Just as I started a campaign of virulent hatred against the pigeons of Nathan Philip Square, I saw these two having a moment in the setting sun.I hate doing or saying anything about this, and hate even more what this might say about our baser instincts, but hating on something as a collective act of solidarity often bring people closer together than anything else might.
I was on the crowded west bound platform of Bloor Station today, standing really close to a stock type of downtown westend -- black blazer, ironic cap, girl-jeans-worn-by-a-guy, the works -- as uncomfortably as I do when I have to stand that close to anyone, let alone a walking cliche of a human being. The train arrived, doors popped open; we rushed in and settled across from each other, which was when I caught a whif of library musk. I turned around, and saw an elderly man with a beret, reading, or rather liberally sniffing, a yellowing pocket-sized romance, his porous nose forcing its way into the binding.

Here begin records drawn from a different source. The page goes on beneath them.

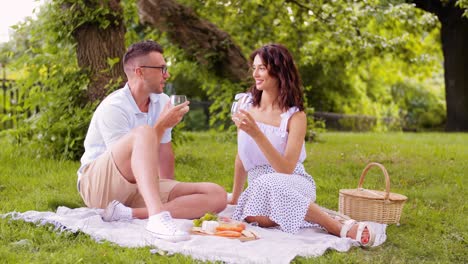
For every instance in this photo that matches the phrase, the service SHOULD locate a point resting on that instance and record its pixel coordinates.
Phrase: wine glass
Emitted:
(178, 99)
(235, 108)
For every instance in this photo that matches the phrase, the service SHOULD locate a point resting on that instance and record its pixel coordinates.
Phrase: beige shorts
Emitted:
(101, 182)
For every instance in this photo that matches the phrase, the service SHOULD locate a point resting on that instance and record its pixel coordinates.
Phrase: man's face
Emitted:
(153, 79)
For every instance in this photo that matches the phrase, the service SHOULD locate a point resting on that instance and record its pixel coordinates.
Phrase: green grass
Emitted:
(429, 168)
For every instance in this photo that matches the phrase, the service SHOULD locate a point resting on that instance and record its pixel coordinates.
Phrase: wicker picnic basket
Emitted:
(371, 205)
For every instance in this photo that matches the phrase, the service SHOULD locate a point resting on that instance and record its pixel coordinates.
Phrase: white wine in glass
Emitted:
(178, 99)
(235, 108)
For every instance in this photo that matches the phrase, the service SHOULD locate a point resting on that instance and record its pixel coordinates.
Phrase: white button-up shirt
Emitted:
(115, 116)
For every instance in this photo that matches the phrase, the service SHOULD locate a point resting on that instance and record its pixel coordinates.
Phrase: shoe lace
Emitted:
(168, 222)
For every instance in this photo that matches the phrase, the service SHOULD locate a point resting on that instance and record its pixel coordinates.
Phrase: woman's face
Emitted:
(263, 80)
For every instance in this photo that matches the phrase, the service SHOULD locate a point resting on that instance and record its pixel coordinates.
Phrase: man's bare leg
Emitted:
(136, 156)
(191, 200)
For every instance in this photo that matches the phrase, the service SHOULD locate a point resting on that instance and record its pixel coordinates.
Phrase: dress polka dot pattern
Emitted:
(284, 198)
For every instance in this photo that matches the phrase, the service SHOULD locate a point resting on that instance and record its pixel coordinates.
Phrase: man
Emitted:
(128, 147)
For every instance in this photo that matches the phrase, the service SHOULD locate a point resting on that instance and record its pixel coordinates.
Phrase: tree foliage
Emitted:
(372, 57)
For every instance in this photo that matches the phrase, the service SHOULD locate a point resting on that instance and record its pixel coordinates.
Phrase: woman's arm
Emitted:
(239, 180)
(297, 130)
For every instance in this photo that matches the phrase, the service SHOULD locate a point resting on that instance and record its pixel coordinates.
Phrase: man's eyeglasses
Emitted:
(163, 68)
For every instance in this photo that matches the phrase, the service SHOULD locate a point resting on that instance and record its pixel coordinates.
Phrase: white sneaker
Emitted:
(162, 226)
(116, 211)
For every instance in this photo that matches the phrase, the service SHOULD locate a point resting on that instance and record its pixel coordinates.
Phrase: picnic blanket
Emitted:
(274, 246)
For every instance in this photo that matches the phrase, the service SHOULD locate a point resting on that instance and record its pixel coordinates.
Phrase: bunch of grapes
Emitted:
(207, 217)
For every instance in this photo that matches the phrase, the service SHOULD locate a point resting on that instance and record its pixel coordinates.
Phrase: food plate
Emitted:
(242, 238)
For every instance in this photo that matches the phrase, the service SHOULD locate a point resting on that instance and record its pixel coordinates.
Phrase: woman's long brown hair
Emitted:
(280, 65)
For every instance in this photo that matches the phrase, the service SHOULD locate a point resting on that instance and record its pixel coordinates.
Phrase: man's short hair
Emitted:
(141, 49)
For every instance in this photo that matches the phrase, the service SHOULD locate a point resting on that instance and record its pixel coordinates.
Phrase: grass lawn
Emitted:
(429, 168)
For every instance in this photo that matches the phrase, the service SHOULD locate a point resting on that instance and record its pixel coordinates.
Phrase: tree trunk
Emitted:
(201, 40)
(454, 37)
(95, 46)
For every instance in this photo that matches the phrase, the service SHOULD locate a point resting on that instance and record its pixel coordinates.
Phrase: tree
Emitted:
(99, 32)
(201, 40)
(454, 38)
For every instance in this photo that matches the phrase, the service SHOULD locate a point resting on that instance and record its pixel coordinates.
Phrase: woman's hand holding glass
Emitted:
(244, 121)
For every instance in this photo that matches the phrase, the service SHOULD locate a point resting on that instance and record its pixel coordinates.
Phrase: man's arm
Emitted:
(166, 161)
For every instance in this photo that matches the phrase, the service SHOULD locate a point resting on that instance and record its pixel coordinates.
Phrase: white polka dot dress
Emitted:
(284, 198)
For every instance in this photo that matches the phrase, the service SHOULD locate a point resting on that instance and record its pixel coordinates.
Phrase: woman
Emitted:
(271, 150)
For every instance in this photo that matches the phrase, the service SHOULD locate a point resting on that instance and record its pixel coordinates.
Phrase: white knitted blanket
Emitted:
(273, 246)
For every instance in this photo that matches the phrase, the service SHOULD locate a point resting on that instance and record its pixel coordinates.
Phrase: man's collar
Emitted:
(154, 98)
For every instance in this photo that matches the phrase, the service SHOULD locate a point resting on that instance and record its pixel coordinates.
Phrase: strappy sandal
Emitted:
(348, 224)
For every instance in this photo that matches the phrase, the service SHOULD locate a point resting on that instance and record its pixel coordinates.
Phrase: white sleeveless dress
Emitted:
(284, 198)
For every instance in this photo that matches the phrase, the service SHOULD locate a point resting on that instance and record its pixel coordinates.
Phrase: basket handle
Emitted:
(387, 178)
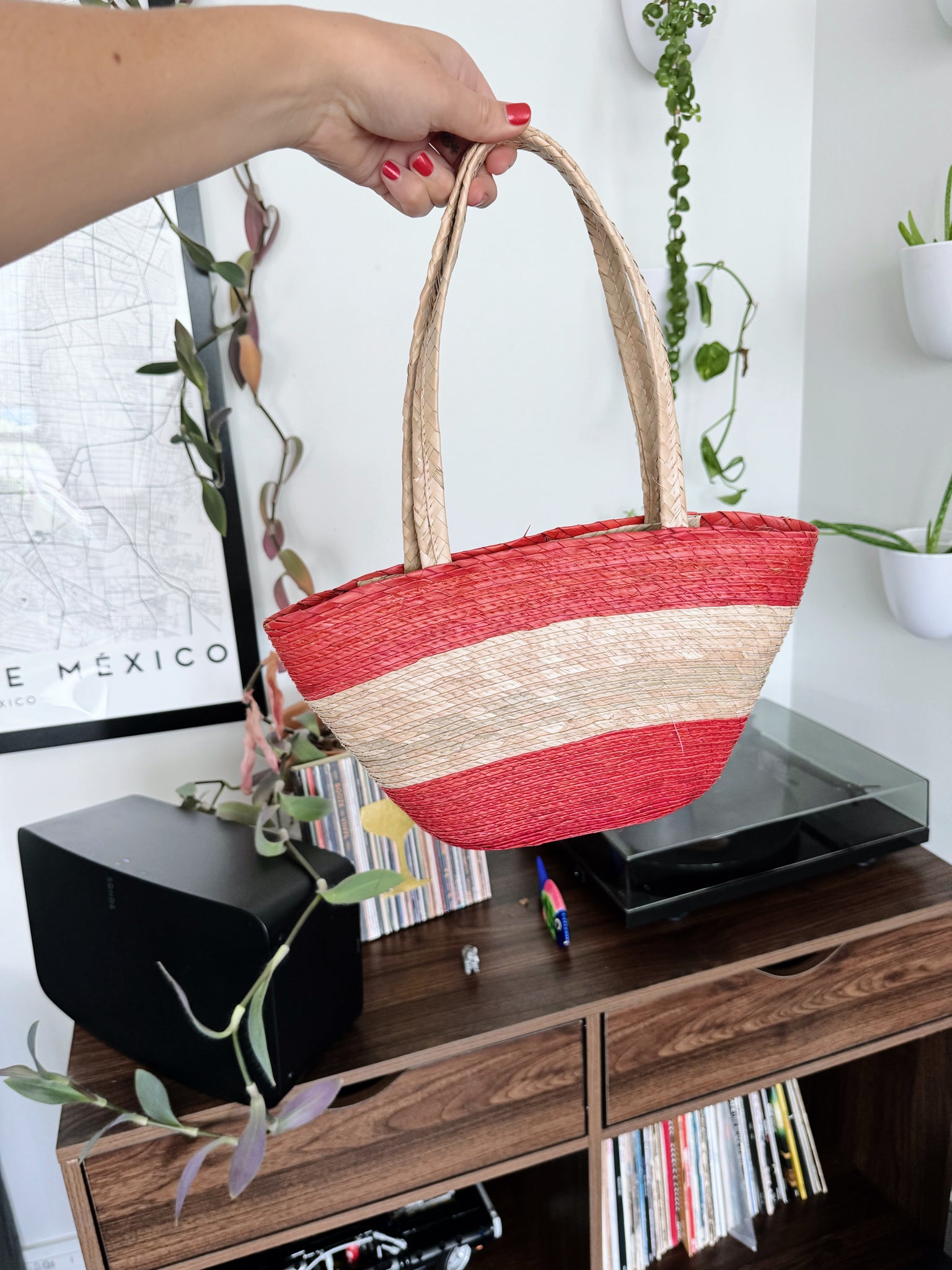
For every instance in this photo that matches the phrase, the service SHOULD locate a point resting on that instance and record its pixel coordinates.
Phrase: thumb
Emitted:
(477, 117)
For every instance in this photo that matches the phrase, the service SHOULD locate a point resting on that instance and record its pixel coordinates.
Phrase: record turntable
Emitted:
(796, 799)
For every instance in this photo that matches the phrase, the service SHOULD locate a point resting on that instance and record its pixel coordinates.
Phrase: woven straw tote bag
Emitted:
(571, 681)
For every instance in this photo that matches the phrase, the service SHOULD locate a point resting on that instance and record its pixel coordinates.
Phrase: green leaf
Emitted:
(232, 273)
(266, 846)
(868, 534)
(98, 1134)
(190, 363)
(215, 506)
(712, 464)
(46, 1091)
(295, 450)
(731, 499)
(703, 296)
(42, 1071)
(242, 813)
(305, 807)
(712, 360)
(918, 241)
(298, 569)
(154, 1099)
(257, 1034)
(183, 1000)
(364, 886)
(268, 491)
(305, 751)
(17, 1070)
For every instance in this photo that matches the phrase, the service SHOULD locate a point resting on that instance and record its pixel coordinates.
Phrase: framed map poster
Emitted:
(122, 610)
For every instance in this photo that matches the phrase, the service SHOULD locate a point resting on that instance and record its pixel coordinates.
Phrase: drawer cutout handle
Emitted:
(363, 1091)
(798, 966)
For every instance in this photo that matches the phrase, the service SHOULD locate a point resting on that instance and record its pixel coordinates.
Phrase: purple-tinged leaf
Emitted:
(187, 1008)
(270, 241)
(234, 357)
(188, 1174)
(254, 223)
(98, 1134)
(305, 1105)
(249, 1153)
(252, 327)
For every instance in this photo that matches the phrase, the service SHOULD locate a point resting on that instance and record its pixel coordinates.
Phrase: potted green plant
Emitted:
(927, 282)
(917, 569)
(644, 40)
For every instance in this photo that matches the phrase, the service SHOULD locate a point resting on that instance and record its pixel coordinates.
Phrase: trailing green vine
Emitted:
(710, 361)
(912, 234)
(205, 447)
(277, 747)
(672, 22)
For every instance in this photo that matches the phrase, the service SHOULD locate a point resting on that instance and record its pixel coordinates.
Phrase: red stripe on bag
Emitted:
(617, 779)
(733, 558)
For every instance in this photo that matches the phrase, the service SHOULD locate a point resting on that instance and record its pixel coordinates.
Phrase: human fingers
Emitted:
(405, 189)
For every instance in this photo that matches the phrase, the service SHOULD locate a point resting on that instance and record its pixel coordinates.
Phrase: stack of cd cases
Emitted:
(705, 1175)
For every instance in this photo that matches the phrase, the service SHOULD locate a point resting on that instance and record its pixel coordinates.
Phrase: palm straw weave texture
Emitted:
(566, 682)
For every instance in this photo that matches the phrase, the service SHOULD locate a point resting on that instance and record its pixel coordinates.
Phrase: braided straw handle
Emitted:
(640, 346)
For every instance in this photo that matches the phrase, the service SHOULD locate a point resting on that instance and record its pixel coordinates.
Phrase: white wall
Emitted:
(878, 443)
(536, 429)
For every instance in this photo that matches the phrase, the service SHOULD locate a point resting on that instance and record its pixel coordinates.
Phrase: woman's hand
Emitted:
(395, 109)
(102, 110)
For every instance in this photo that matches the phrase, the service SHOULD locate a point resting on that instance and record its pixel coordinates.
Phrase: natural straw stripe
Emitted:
(534, 690)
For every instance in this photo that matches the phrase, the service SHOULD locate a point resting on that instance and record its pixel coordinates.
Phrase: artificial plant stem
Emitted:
(240, 1060)
(302, 860)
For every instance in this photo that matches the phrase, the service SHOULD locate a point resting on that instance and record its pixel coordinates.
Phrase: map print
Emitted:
(113, 591)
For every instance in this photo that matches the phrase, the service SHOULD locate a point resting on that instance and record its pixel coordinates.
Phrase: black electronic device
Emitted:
(795, 801)
(441, 1233)
(115, 889)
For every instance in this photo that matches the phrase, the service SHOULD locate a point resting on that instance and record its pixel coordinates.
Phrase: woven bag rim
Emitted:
(371, 585)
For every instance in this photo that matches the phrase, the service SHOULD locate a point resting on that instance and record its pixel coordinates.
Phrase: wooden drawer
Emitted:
(687, 1046)
(426, 1124)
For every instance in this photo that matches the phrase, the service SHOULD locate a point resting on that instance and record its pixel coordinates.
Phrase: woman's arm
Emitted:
(102, 109)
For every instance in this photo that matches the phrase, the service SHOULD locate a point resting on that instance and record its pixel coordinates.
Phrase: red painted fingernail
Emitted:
(518, 113)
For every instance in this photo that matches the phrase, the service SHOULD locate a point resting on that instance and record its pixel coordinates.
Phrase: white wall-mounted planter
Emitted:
(919, 587)
(927, 285)
(644, 40)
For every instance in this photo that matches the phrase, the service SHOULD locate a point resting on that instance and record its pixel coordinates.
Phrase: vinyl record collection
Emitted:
(455, 878)
(705, 1175)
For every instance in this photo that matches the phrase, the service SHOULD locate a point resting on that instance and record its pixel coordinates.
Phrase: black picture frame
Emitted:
(188, 210)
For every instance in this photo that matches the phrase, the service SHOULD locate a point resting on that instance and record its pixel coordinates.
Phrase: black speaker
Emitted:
(117, 888)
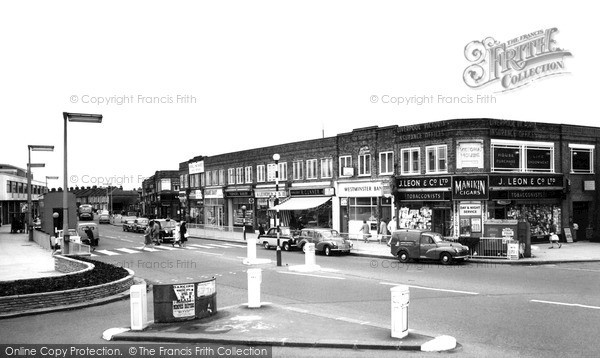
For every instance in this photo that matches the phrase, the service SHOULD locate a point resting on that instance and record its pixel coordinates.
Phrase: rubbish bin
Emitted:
(400, 301)
(180, 302)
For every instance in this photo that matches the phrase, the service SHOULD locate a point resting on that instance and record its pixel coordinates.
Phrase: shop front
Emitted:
(195, 207)
(306, 207)
(363, 201)
(536, 199)
(264, 198)
(424, 203)
(238, 197)
(214, 207)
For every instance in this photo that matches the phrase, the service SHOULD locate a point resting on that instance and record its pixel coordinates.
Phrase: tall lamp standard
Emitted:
(244, 221)
(34, 148)
(276, 158)
(71, 117)
(49, 177)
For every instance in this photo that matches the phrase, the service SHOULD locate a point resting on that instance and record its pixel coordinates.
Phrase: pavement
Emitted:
(272, 324)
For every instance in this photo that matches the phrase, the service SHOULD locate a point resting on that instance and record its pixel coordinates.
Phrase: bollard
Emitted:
(139, 307)
(400, 301)
(254, 281)
(309, 251)
(251, 249)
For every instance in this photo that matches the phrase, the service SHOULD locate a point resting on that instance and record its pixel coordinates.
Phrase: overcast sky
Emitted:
(259, 73)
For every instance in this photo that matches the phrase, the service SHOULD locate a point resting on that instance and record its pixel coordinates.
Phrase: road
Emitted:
(492, 310)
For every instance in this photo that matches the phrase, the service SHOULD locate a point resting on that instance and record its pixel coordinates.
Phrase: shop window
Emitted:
(411, 161)
(582, 158)
(326, 168)
(518, 156)
(231, 176)
(386, 163)
(437, 159)
(311, 169)
(364, 164)
(297, 172)
(346, 169)
(260, 173)
(248, 174)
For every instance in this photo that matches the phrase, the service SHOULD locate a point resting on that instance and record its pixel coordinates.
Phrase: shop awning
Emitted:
(302, 203)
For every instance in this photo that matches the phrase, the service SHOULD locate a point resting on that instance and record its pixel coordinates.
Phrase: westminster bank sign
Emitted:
(516, 62)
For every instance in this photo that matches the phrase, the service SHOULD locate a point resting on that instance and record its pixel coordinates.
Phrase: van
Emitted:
(407, 244)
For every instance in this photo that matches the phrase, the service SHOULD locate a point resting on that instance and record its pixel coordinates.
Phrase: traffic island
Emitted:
(281, 326)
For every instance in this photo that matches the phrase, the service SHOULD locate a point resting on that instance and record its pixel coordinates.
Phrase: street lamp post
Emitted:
(244, 221)
(276, 158)
(35, 148)
(71, 117)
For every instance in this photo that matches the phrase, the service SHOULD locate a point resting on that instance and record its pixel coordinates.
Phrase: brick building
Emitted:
(454, 176)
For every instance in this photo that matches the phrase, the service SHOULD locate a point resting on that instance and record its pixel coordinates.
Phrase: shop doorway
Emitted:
(581, 210)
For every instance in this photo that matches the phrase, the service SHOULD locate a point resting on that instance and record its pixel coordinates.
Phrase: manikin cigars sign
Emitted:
(516, 62)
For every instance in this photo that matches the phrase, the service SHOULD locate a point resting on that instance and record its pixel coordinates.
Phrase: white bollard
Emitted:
(400, 301)
(251, 249)
(309, 258)
(254, 281)
(139, 307)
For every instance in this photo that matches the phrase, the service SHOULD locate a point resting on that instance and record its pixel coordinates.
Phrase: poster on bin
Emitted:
(185, 304)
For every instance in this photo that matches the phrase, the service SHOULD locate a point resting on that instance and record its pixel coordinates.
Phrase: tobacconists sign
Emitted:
(470, 188)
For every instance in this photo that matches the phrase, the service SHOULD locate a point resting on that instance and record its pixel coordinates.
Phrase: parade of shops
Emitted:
(455, 177)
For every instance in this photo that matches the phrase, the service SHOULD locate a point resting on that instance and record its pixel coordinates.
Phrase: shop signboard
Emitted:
(470, 188)
(438, 182)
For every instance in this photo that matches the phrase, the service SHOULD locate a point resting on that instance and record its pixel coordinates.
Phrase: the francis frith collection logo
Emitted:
(514, 63)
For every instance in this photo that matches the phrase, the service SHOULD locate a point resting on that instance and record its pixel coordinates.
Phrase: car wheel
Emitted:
(403, 256)
(445, 258)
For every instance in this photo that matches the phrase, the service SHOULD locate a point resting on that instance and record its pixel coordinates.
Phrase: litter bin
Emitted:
(181, 302)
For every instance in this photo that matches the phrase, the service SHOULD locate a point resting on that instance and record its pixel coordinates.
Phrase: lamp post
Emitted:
(49, 177)
(244, 221)
(276, 158)
(34, 148)
(71, 117)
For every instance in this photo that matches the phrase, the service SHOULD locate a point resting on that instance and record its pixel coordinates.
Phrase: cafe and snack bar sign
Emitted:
(516, 62)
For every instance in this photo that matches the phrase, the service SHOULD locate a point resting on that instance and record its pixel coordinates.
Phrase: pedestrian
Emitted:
(554, 240)
(183, 235)
(383, 233)
(365, 231)
(147, 236)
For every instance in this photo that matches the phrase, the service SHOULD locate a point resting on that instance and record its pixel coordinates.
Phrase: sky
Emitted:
(178, 79)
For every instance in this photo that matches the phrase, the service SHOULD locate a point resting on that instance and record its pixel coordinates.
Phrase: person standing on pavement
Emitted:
(183, 234)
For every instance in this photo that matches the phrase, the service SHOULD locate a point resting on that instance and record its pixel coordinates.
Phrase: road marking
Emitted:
(311, 275)
(567, 304)
(106, 252)
(128, 251)
(428, 288)
(209, 253)
(202, 246)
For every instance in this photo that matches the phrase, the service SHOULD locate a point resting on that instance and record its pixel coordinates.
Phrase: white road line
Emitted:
(428, 288)
(311, 275)
(128, 251)
(201, 246)
(567, 304)
(209, 253)
(106, 252)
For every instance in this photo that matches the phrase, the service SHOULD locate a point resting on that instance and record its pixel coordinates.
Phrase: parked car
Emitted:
(415, 244)
(167, 230)
(140, 224)
(287, 238)
(327, 241)
(81, 227)
(128, 225)
(104, 217)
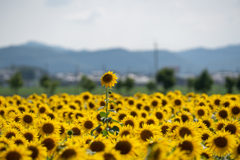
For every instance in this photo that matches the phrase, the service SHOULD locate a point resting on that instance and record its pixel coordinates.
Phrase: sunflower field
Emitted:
(110, 126)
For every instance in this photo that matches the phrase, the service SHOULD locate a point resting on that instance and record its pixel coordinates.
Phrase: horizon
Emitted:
(134, 25)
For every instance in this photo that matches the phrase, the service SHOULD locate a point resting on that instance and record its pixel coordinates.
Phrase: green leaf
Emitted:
(104, 132)
(109, 119)
(103, 114)
(112, 102)
(112, 110)
(101, 108)
(117, 122)
(95, 128)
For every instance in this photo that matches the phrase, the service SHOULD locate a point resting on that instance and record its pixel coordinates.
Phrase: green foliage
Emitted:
(87, 83)
(119, 84)
(190, 83)
(166, 77)
(229, 84)
(151, 85)
(15, 82)
(203, 82)
(238, 83)
(53, 86)
(129, 83)
(45, 81)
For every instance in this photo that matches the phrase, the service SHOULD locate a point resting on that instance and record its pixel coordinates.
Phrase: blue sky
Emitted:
(132, 24)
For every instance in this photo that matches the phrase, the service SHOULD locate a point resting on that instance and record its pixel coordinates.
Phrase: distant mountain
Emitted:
(58, 59)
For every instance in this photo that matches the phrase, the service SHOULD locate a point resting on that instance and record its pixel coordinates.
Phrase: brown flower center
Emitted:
(88, 124)
(221, 142)
(34, 150)
(10, 135)
(28, 136)
(146, 134)
(235, 110)
(108, 156)
(184, 131)
(124, 147)
(159, 115)
(231, 128)
(107, 78)
(177, 102)
(223, 114)
(76, 131)
(205, 136)
(97, 146)
(48, 128)
(208, 124)
(48, 143)
(27, 119)
(129, 122)
(200, 112)
(68, 153)
(164, 129)
(13, 155)
(186, 146)
(217, 102)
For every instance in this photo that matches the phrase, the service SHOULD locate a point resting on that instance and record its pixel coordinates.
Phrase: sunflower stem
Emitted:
(106, 107)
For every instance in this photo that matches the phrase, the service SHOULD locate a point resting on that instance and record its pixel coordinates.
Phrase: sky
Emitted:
(173, 25)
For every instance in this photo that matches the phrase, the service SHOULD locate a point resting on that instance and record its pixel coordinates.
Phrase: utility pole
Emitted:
(155, 58)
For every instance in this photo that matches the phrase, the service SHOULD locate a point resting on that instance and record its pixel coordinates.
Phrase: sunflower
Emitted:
(27, 119)
(126, 130)
(30, 134)
(155, 102)
(50, 142)
(201, 112)
(16, 153)
(130, 121)
(9, 133)
(205, 134)
(88, 123)
(128, 147)
(100, 144)
(222, 113)
(234, 110)
(236, 151)
(160, 115)
(110, 154)
(191, 146)
(86, 96)
(77, 130)
(71, 152)
(48, 127)
(233, 127)
(186, 129)
(147, 132)
(221, 143)
(205, 153)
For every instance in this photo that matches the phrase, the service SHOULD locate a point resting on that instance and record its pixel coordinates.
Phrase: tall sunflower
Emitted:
(16, 153)
(109, 79)
(221, 143)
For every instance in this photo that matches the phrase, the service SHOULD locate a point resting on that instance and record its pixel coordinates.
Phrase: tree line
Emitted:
(165, 77)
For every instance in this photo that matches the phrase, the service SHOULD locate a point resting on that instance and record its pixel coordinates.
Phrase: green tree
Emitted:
(129, 83)
(190, 83)
(53, 86)
(229, 84)
(45, 82)
(151, 85)
(119, 84)
(87, 83)
(166, 77)
(238, 83)
(203, 82)
(15, 82)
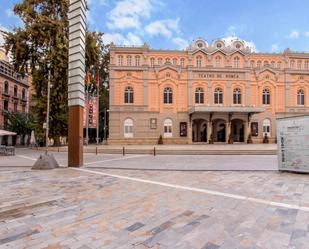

Bizarre things seem to happen a lot around me, and in any case I'm often the only one who finds it funny. I jerked my head the other way, came face to face to a stern woman in her 50s, and played contortionist gymnastics with my facial muscles as I tried really hard to pretend that nothing was happening and I was not crazy. Then I noticed the westender with a smirk on his face, gazing through his aviators (pretty atrocious eh?) at the old man; then glancing in my direction, his faint suggestion of a smile broke into something altogether more tangible.
Thus is how we bonded for a moment, two people unlikely to have liked each other and to like each other in the future, accomplices in hatred and contempt; I was Thora Birch to his ScarJo. Meanwhile the old man sniffed on, unaware of his role in this meaningful moment.